Ignoring the capabilities of NPs, which have been shown to enhance patient care and health outcomes safely and effectively, only fuels unnecessary divisiveness among healthcare professions. Instead of fostering teamwork and collaboration, this omission highlights a growing animosity towards NPs by medical associations, which for me is a canary in the coalmine, suggesting there is a perceived power struggle that is contributing to barriers for NP entry into primary care. This dynamic is detrimental to our communities, preventing a group of qualified healthcare professionals from delivering much-needed primary care.
I am not asserting that NPs are the sole solution to the issue of access, however their inclusion in the primary care team is an essential and obvious step toward addressing this crisis, that this article has ignored. The exclusion of including NPs from such discussions about possible solutions, has to reflect political motivations, rather than a practical commitment to comprehensive healthcare.
I feel that it is crucial for health policy leaders to acknowledge and address this negative interdisciplinary dynamic that is developing (and seemingly expanding), and implement policies that will alleviate tensions among healthcare professionals. By ensuring that all healthcare providers feel secure in their professional identities and are providing care within the team at their full scopes of practice, we can foster a patient-centered approach to care that prioritizes access for all.

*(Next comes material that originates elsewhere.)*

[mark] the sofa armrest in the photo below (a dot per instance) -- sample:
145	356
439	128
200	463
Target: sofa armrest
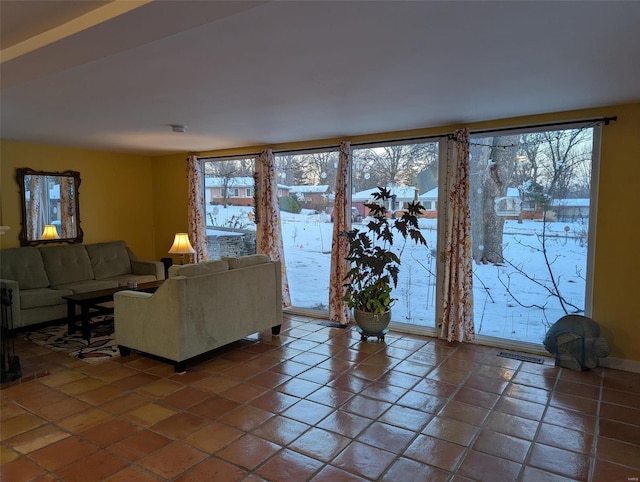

First, full disclosure I have been involved with family health teams most recently as the senior executive of two teams and 20+ years ago as a Director at the Ministry. I was involved in implementing the model and prior to that negotiating physician compensation agreements. There was a crisis in family medicine and creating a roster based payment model for doctors supported by a new primary care team model virtually eliminated this crisis and connected millions of Ontarians to a family physician.
Patient core teams and family health teams do not have to be mutually exclusive. Significant funding investments in physician practices are critical to making the opening of a comprehensive family practice appealing. Family physicians trying to maintain a practice in the face of runaway inflation is to my mind the root problem. Their revenue has not come close to keeping up with the cost of rent, supplies and staffing – I strongly support investments directly into physician practices.
A major reason that patient attachment to physicians has suffered is that these out of control costs have driven physicians to a mixed practice – as one family physician told me, they work half-time as a hospitalist just to keep the lights on at their family practice. With competitive compensation and well funded family health team supports many would choose a full time family practice with the subsequent outcomes we all seek.
It is hard to make a fair assessment of family health teams today when base budgets have not increased in 10 years and staff wages in six years.
Investments in both physician practices and in family health teams will drive both quantity and quality and will dramatically decrease the pressure on hospitals and improve the lives of our citizens with cost effective and compassionate measures.